I am not pro or anti anything except those awful dogs that are sitting on their hocks but I am not getting involved in that just stating facts.

I had a GSD in the late 80s and I understood then that the German lines were the ones to go to for a more solid better conformation dog but everything I am reading on here seems to be the opposite. he was virtually all German breeding and was a large solid dog with just the merest slope and with a very sound temperament. Temperament seemed to be a huge problem in the 70s/80s with a lot of dogs so nervous that they were in a sorry state and a lot became very aggressive because they were scared of their own shadow.

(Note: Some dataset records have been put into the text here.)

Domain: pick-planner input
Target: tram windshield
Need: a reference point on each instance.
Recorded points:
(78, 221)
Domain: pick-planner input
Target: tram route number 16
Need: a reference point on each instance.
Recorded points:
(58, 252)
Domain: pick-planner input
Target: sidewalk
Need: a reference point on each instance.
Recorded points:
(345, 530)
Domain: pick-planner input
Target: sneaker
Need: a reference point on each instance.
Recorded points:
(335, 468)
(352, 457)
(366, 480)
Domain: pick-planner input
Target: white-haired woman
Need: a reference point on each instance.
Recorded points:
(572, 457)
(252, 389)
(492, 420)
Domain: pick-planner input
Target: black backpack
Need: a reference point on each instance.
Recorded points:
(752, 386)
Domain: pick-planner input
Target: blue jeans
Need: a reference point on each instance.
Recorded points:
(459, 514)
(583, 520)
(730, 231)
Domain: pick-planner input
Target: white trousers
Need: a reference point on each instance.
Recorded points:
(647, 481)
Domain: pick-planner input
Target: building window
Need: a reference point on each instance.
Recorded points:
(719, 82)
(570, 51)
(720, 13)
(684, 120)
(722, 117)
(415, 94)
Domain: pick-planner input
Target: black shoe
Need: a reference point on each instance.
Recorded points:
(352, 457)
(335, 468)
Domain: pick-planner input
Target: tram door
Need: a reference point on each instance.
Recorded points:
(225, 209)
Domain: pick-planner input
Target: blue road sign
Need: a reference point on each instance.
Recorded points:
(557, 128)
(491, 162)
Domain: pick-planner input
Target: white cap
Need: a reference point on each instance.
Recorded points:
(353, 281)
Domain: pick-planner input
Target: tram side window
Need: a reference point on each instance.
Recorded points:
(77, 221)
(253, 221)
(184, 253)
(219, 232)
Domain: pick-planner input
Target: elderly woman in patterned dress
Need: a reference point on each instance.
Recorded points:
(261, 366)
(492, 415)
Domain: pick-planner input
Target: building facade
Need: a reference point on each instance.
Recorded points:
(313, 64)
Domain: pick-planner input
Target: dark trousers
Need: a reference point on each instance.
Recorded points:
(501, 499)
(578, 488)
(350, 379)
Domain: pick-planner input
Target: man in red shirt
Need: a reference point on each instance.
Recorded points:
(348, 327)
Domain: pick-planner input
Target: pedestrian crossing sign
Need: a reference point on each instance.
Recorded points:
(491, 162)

My sister has had several GSDs as guide dogs and they seem to have a very short life due to their hips which is so sad. Her current one is 6 and has reached the end of its career and she has had ones younger than that.


----------



## AlbertRoss (Feb 16, 2009)

Wildmoor said:


> you seem to forget Philip I used to be a UK Club member 20+ yours ago so I know all about those lines and have kept a log of all


Whoopee! Get a grip. What you fail to grasp is that this isn't about the UK Club. They have no input, control or voice in this. But the usual wafflers go on and on believing if they say it enough it'll be true. It isn't. A large percentage of the UK club have walked away from it and set up on their own because they don't like the one man domination of it - but you should already know that. There's a good number of people that have never been, nor want to be, members of either side's 'club'. But, unlike those people who are in it for themselves, we are in it for the breed.

Try and get your head round the fact that the Alsatian type of dog is not controlled by one man or one kennel. The idiots that keep making point scoring types of remarks all seem to be aimed at a target that has nothing to do with this campaign.


----------



## pod (Jun 24, 2010)

Blitz said:


> I am not pro or anti anything except those awful dogs that are sitting on their hocks but I am not getting involved in that just stating facts.
> 
> I had a GSD in the late 80s and I understood then that the German lines were the ones to go to for a more solid better conformation dog but everything I am reading on here seems to be the opposite. he was virtually all German breeding and was a large solid dog with just the merest slope and with a very sound temperament. Temperament seemed to be a huge problem in the 70s/80s with a lot of dogs so nervous that they were in a sorry state and a lot became very aggressive because they were scared of their own shadow.
> 
> My sister has had several GSDs as guide dogs and they seem to have a very short life due to their hips which is so sad. Her current one is 6 and has reached the end of its career and she has had ones younger than that.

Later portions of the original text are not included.